Jaan Se Pyaara is a 1992 Hindi-language action-romantic comedy film directed by Anand. It stars Govinda and Divya Bharti. Aruna Irani, Kiran Kumar, Raza Murad appear in supporting roles. The film was an unofficial remake of Heart of Dragon (1985). The concept of one actor playing the role of both brothers, unlike in the original version, was borrowed from the Kannada movie Shivashankar (1990) which was also based on Heart of Dragon. It was a modest hit.

Synopsis
The film shows police Inspector Jai (Govinda) living a middle-class life with his mother (Aruna Irani) and physically and mentally challenged brother Sundar (also Govinda).

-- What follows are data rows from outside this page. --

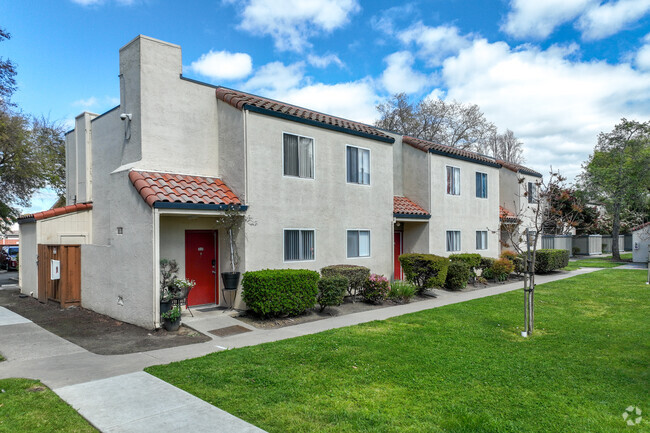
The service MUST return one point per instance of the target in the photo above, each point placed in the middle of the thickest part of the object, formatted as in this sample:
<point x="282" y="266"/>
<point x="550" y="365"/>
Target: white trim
<point x="460" y="186"/>
<point x="313" y="154"/>
<point x="299" y="230"/>
<point x="345" y="162"/>
<point x="347" y="255"/>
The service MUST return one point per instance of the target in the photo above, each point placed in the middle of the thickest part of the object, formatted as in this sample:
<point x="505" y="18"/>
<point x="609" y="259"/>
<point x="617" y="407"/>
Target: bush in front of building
<point x="331" y="291"/>
<point x="547" y="260"/>
<point x="500" y="270"/>
<point x="375" y="289"/>
<point x="425" y="270"/>
<point x="356" y="275"/>
<point x="458" y="275"/>
<point x="280" y="292"/>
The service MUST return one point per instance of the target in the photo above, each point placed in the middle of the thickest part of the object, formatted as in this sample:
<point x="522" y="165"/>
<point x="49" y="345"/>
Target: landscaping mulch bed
<point x="95" y="332"/>
<point x="348" y="307"/>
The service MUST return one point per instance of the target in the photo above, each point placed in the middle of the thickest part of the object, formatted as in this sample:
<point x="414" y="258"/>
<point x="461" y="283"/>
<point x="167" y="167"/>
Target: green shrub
<point x="375" y="289"/>
<point x="472" y="260"/>
<point x="276" y="292"/>
<point x="457" y="275"/>
<point x="550" y="260"/>
<point x="424" y="270"/>
<point x="331" y="291"/>
<point x="356" y="275"/>
<point x="499" y="270"/>
<point x="401" y="291"/>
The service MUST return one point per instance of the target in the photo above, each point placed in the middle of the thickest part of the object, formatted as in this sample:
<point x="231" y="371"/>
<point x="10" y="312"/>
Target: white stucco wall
<point x="327" y="204"/>
<point x="465" y="212"/>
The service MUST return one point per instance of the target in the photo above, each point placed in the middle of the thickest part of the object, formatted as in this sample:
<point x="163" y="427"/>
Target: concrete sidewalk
<point x="113" y="393"/>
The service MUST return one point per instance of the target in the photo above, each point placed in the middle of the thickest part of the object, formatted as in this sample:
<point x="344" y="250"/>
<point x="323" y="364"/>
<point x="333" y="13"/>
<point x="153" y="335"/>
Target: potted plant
<point x="172" y="319"/>
<point x="231" y="221"/>
<point x="168" y="270"/>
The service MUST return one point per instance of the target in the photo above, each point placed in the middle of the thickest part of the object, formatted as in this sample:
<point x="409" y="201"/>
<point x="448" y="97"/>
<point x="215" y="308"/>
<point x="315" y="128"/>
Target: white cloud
<point x="324" y="61"/>
<point x="643" y="55"/>
<point x="86" y="103"/>
<point x="399" y="76"/>
<point x="293" y="22"/>
<point x="223" y="65"/>
<point x="555" y="105"/>
<point x="538" y="18"/>
<point x="605" y="20"/>
<point x="435" y="43"/>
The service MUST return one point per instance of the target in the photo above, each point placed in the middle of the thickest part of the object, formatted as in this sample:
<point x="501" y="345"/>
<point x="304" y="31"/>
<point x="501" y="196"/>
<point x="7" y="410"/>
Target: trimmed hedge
<point x="550" y="260"/>
<point x="331" y="291"/>
<point x="279" y="292"/>
<point x="425" y="270"/>
<point x="458" y="275"/>
<point x="472" y="260"/>
<point x="356" y="275"/>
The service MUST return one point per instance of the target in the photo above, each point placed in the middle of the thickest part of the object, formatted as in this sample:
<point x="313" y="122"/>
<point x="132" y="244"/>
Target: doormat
<point x="229" y="330"/>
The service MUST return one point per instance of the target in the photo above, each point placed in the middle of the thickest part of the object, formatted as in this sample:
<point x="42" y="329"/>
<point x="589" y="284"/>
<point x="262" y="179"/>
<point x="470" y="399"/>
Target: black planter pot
<point x="172" y="325"/>
<point x="230" y="280"/>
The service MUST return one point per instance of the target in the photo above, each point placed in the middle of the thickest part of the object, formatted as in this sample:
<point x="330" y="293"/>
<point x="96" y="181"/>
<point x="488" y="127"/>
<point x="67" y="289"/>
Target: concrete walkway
<point x="113" y="393"/>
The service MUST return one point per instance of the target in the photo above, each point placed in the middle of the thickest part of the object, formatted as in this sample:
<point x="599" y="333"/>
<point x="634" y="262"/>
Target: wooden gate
<point x="66" y="290"/>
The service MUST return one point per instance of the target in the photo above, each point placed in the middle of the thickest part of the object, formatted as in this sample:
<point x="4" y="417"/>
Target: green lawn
<point x="458" y="368"/>
<point x="28" y="406"/>
<point x="597" y="262"/>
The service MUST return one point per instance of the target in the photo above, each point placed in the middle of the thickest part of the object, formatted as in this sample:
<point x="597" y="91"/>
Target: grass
<point x="29" y="406"/>
<point x="598" y="262"/>
<point x="458" y="368"/>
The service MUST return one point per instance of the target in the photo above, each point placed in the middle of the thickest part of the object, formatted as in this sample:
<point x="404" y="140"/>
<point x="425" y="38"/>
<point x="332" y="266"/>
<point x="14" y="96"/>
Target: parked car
<point x="9" y="258"/>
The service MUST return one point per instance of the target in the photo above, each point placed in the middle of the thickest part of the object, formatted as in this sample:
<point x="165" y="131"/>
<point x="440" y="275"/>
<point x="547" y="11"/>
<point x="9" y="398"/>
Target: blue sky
<point x="556" y="72"/>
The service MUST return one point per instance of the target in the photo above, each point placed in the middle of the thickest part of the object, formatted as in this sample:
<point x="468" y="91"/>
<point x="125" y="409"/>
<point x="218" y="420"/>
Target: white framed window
<point x="453" y="180"/>
<point x="358" y="243"/>
<point x="532" y="192"/>
<point x="453" y="240"/>
<point x="357" y="165"/>
<point x="481" y="239"/>
<point x="298" y="156"/>
<point x="481" y="185"/>
<point x="298" y="245"/>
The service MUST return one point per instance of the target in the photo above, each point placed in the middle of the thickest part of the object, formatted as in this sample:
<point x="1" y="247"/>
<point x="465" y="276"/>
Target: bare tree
<point x="450" y="123"/>
<point x="506" y="147"/>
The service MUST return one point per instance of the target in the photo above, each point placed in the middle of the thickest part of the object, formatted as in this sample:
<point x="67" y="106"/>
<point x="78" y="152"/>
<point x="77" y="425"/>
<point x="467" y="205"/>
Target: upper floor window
<point x="298" y="245"/>
<point x="532" y="192"/>
<point x="358" y="165"/>
<point x="453" y="240"/>
<point x="453" y="180"/>
<point x="298" y="156"/>
<point x="481" y="185"/>
<point x="358" y="243"/>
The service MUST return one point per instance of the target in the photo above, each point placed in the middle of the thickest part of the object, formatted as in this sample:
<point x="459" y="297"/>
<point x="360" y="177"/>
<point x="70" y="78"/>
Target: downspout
<point x="156" y="268"/>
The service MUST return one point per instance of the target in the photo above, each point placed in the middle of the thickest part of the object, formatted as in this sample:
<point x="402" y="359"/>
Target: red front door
<point x="201" y="266"/>
<point x="398" y="250"/>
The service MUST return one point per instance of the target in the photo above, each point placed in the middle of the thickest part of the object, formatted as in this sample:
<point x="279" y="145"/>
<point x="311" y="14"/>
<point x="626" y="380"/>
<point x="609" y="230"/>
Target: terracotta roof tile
<point x="240" y="100"/>
<point x="518" y="168"/>
<point x="427" y="146"/>
<point x="179" y="188"/>
<point x="405" y="206"/>
<point x="58" y="211"/>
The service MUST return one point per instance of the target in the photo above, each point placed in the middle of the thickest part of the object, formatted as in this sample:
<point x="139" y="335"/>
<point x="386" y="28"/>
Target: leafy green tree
<point x="32" y="151"/>
<point x="617" y="174"/>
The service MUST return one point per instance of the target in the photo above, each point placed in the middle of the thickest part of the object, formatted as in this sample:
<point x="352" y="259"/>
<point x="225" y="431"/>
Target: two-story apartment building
<point x="148" y="180"/>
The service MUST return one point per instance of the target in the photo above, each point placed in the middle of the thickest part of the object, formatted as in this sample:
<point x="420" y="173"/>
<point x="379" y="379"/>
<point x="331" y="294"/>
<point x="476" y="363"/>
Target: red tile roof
<point x="427" y="146"/>
<point x="405" y="206"/>
<point x="518" y="168"/>
<point x="240" y="100"/>
<point x="641" y="226"/>
<point x="58" y="211"/>
<point x="180" y="188"/>
<point x="506" y="215"/>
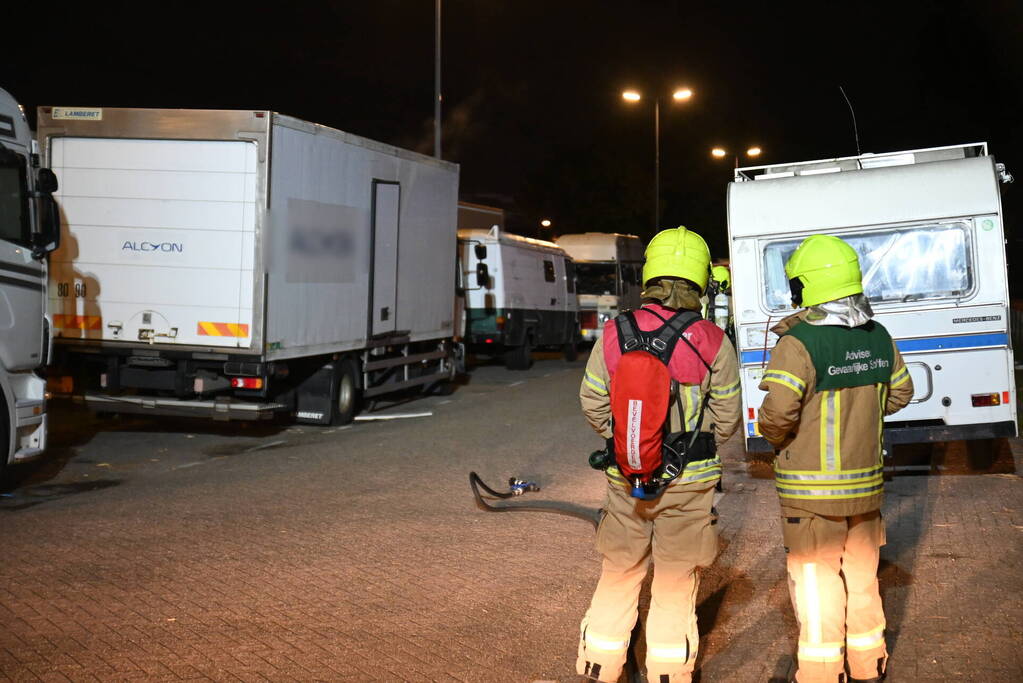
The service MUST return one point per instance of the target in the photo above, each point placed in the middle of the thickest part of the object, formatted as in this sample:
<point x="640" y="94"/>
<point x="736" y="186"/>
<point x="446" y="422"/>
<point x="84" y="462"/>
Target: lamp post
<point x="752" y="151"/>
<point x="679" y="95"/>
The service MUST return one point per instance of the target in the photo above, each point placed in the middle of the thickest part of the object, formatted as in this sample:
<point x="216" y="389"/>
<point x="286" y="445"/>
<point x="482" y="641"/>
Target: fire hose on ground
<point x="519" y="487"/>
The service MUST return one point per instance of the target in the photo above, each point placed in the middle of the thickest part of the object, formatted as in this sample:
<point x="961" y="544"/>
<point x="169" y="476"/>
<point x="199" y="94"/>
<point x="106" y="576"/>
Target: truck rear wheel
<point x="346" y="394"/>
<point x="520" y="358"/>
<point x="5" y="430"/>
<point x="571" y="351"/>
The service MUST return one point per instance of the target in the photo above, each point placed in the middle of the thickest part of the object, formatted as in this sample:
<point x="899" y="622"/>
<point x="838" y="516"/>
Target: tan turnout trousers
<point x="833" y="577"/>
<point x="676" y="531"/>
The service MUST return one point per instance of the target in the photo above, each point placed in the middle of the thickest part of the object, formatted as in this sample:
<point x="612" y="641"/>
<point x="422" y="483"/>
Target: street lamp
<point x="752" y="151"/>
<point x="679" y="95"/>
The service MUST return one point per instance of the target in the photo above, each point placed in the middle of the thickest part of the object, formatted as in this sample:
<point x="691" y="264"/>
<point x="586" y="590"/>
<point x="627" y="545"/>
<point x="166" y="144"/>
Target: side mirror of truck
<point x="46" y="181"/>
<point x="48" y="237"/>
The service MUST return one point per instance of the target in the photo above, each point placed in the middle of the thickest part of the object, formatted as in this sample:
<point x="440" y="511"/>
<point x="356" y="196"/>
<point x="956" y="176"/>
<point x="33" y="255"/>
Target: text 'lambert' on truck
<point x="609" y="275"/>
<point x="927" y="225"/>
<point x="238" y="264"/>
<point x="29" y="231"/>
<point x="520" y="296"/>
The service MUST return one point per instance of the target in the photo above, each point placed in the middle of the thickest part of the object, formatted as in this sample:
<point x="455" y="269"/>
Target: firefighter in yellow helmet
<point x="675" y="530"/>
<point x="833" y="376"/>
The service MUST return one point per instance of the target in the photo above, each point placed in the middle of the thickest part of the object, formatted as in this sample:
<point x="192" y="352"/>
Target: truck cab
<point x="609" y="275"/>
<point x="29" y="231"/>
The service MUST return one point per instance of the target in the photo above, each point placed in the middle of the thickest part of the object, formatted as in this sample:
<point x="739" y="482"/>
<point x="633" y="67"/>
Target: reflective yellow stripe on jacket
<point x="595" y="383"/>
<point x="699" y="470"/>
<point x="831" y="482"/>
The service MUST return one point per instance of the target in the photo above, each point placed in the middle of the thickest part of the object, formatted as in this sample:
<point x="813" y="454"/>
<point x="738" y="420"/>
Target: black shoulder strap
<point x="628" y="331"/>
<point x="666" y="337"/>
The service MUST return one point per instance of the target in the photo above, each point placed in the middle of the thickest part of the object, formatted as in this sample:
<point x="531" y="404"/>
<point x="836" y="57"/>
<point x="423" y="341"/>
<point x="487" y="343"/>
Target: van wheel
<point x="520" y="358"/>
<point x="571" y="351"/>
<point x="346" y="394"/>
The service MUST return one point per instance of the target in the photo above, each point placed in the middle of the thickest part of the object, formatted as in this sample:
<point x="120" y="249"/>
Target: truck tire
<point x="346" y="398"/>
<point x="5" y="430"/>
<point x="571" y="351"/>
<point x="520" y="358"/>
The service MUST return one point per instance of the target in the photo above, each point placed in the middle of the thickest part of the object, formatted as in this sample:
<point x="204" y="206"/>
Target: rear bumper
<point x="220" y="409"/>
<point x="922" y="435"/>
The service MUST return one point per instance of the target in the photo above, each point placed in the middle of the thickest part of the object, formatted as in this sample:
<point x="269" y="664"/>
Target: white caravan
<point x="927" y="225"/>
<point x="29" y="230"/>
<point x="521" y="296"/>
<point x="238" y="264"/>
<point x="609" y="274"/>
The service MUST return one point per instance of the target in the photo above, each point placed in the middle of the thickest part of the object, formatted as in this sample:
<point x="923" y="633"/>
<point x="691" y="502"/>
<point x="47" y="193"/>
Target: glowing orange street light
<point x="679" y="95"/>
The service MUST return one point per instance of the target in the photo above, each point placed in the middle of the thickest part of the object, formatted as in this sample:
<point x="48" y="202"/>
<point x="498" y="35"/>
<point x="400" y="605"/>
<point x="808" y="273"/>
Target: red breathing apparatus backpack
<point x="641" y="393"/>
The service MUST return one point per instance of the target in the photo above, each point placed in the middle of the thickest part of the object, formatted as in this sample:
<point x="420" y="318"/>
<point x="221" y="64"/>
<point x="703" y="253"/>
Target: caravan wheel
<point x="346" y="398"/>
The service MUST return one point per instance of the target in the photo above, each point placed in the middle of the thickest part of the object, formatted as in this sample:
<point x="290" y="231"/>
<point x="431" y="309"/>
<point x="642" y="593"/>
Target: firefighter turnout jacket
<point x="829" y="389"/>
<point x="723" y="408"/>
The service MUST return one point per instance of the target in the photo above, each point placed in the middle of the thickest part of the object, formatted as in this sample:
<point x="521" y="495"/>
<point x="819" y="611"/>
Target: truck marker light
<point x="986" y="400"/>
<point x="222" y="329"/>
<point x="78" y="321"/>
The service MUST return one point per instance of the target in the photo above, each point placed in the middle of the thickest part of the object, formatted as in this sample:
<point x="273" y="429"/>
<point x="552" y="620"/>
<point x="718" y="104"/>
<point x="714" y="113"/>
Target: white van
<point x="609" y="268"/>
<point x="927" y="225"/>
<point x="520" y="294"/>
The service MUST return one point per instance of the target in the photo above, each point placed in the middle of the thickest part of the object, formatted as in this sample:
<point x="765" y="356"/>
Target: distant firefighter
<point x="832" y="378"/>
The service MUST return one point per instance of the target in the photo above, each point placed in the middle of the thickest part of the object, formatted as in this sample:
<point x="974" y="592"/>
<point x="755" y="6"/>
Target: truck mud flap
<point x="223" y="409"/>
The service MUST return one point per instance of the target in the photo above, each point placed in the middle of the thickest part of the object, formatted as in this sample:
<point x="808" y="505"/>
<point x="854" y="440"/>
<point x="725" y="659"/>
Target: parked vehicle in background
<point x="240" y="264"/>
<point x="30" y="229"/>
<point x="520" y="296"/>
<point x="609" y="272"/>
<point x="927" y="225"/>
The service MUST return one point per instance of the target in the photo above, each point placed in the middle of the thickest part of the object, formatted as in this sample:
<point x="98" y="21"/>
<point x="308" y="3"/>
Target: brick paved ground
<point x="146" y="551"/>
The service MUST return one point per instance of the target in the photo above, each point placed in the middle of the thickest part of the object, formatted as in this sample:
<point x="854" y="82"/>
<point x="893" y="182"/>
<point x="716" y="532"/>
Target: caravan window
<point x="548" y="271"/>
<point x="596" y="278"/>
<point x="898" y="266"/>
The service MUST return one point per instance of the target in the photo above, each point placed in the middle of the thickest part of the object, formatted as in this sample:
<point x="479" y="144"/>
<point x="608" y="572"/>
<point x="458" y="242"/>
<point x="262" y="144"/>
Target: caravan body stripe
<point x="914" y="346"/>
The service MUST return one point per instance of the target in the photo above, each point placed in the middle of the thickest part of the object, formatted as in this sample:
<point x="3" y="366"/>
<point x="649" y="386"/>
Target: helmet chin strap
<point x="796" y="288"/>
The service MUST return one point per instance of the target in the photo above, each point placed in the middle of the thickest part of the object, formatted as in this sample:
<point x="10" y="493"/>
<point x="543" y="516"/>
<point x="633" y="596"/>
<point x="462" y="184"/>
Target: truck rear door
<point x="159" y="240"/>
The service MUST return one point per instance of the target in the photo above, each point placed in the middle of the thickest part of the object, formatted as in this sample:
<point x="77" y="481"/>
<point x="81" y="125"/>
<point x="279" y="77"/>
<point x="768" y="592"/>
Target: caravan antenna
<point x="855" y="130"/>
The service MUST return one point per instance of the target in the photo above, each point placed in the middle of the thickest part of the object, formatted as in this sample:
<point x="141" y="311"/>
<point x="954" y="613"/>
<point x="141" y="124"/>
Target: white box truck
<point x="927" y="225"/>
<point x="236" y="264"/>
<point x="29" y="231"/>
<point x="520" y="296"/>
<point x="609" y="272"/>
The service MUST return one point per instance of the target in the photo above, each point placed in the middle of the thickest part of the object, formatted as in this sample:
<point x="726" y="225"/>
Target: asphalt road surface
<point x="167" y="549"/>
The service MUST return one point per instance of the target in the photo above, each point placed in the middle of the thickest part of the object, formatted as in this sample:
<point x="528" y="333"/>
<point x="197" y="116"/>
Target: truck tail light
<point x="986" y="400"/>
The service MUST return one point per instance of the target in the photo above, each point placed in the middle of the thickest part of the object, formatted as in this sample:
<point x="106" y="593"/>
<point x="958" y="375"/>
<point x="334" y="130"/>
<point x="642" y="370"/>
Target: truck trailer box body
<point x="527" y="299"/>
<point x="246" y="235"/>
<point x="928" y="228"/>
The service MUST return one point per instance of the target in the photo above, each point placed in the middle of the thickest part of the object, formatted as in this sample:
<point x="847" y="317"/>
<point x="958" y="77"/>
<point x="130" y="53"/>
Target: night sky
<point x="532" y="105"/>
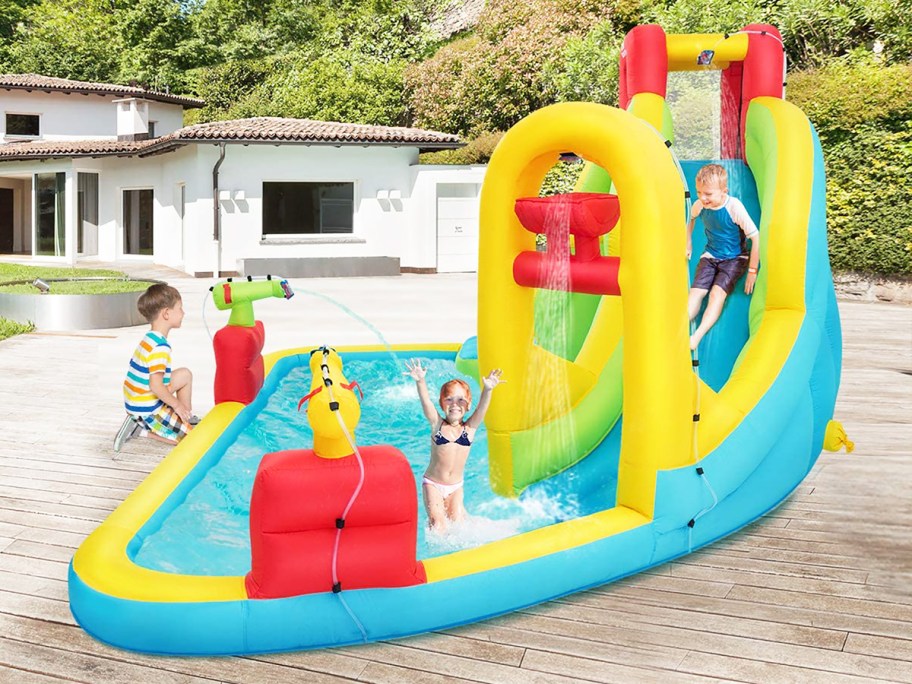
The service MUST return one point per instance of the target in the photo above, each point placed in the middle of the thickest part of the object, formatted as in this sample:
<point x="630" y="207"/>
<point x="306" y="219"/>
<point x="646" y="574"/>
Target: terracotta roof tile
<point x="257" y="130"/>
<point x="65" y="85"/>
<point x="72" y="148"/>
<point x="273" y="129"/>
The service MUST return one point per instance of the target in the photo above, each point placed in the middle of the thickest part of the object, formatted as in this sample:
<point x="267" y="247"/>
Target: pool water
<point x="208" y="533"/>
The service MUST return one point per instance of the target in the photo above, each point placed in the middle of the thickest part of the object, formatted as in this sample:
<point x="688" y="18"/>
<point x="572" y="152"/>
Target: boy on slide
<point x="728" y="227"/>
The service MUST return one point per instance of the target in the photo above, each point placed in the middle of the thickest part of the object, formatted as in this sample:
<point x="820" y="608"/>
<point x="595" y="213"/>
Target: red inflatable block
<point x="643" y="63"/>
<point x="297" y="498"/>
<point x="238" y="362"/>
<point x="595" y="276"/>
<point x="590" y="214"/>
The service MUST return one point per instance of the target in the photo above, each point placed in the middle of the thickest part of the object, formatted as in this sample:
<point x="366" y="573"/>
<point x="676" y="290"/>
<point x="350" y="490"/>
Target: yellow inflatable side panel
<point x="101" y="561"/>
<point x="534" y="544"/>
<point x="785" y="206"/>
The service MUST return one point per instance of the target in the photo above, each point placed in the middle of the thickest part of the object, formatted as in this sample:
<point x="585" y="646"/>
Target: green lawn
<point x="15" y="272"/>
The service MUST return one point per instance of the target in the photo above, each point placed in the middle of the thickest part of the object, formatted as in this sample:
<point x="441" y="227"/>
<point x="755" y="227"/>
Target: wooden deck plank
<point x="762" y="672"/>
<point x="817" y="591"/>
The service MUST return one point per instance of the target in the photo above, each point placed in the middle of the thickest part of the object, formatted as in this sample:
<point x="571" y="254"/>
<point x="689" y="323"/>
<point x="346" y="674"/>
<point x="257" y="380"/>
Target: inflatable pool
<point x="699" y="446"/>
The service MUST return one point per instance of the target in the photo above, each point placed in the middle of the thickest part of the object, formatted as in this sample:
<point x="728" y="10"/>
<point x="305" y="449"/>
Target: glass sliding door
<point x="137" y="236"/>
<point x="50" y="214"/>
<point x="87" y="221"/>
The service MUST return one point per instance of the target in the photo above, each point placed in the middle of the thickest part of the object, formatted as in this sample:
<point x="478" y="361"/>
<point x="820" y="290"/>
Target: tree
<point x="492" y="79"/>
<point x="157" y="48"/>
<point x="69" y="39"/>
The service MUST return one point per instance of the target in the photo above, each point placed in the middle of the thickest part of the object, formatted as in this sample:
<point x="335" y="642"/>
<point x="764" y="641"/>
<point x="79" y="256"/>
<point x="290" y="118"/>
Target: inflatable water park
<point x="653" y="451"/>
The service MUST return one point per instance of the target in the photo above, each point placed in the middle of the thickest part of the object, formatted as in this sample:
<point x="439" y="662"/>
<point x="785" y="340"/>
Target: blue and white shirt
<point x="727" y="230"/>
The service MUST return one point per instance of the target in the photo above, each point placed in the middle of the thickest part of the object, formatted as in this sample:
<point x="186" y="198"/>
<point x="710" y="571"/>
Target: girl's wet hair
<point x="447" y="386"/>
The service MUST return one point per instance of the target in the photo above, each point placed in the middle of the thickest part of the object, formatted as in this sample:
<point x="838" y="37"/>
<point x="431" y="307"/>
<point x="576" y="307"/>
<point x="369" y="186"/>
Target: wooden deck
<point x="818" y="591"/>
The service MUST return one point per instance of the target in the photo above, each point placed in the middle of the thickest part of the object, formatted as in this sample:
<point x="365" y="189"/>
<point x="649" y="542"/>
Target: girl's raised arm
<point x="490" y="382"/>
<point x="417" y="374"/>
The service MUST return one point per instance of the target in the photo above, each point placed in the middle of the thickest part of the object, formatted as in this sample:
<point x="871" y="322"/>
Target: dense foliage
<point x="863" y="114"/>
<point x="381" y="62"/>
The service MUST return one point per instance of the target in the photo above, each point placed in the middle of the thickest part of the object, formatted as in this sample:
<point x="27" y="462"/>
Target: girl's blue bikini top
<point x="462" y="440"/>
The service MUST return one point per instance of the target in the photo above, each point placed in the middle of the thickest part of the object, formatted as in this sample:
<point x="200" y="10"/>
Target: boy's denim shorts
<point x="722" y="272"/>
<point x="164" y="422"/>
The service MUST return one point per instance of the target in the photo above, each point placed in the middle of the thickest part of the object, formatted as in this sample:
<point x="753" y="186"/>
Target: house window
<point x="87" y="215"/>
<point x="138" y="222"/>
<point x="50" y="214"/>
<point x="308" y="208"/>
<point x="24" y="125"/>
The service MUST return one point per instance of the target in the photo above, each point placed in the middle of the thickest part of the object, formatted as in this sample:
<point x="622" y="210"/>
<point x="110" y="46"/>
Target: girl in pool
<point x="451" y="440"/>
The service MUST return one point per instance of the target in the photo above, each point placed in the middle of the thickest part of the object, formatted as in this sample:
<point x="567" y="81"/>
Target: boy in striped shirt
<point x="157" y="398"/>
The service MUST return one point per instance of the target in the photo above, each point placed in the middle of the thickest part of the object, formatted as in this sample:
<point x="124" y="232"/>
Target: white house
<point x="107" y="173"/>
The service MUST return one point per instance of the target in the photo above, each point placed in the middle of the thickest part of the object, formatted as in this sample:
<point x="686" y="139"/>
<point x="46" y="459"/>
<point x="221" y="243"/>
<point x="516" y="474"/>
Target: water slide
<point x="675" y="455"/>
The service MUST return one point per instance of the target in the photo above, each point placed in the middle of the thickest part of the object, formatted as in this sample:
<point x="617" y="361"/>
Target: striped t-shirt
<point x="152" y="355"/>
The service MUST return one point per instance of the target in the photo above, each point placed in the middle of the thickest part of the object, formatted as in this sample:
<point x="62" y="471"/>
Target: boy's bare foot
<point x="159" y="438"/>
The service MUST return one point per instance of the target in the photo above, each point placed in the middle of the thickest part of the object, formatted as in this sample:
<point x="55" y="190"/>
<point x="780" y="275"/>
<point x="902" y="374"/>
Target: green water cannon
<point x="239" y="295"/>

One day he arrests Pandey, and after questioning him, finds out that the person behind the crime was Guman Singh (Raza Murad). He arrests Guman. A series of explosions creates havoc in the city. The bombers demand Guman's unconditional release. The police comply. They threaten Jai with dire consequences, forcing Jai to resign from his job. 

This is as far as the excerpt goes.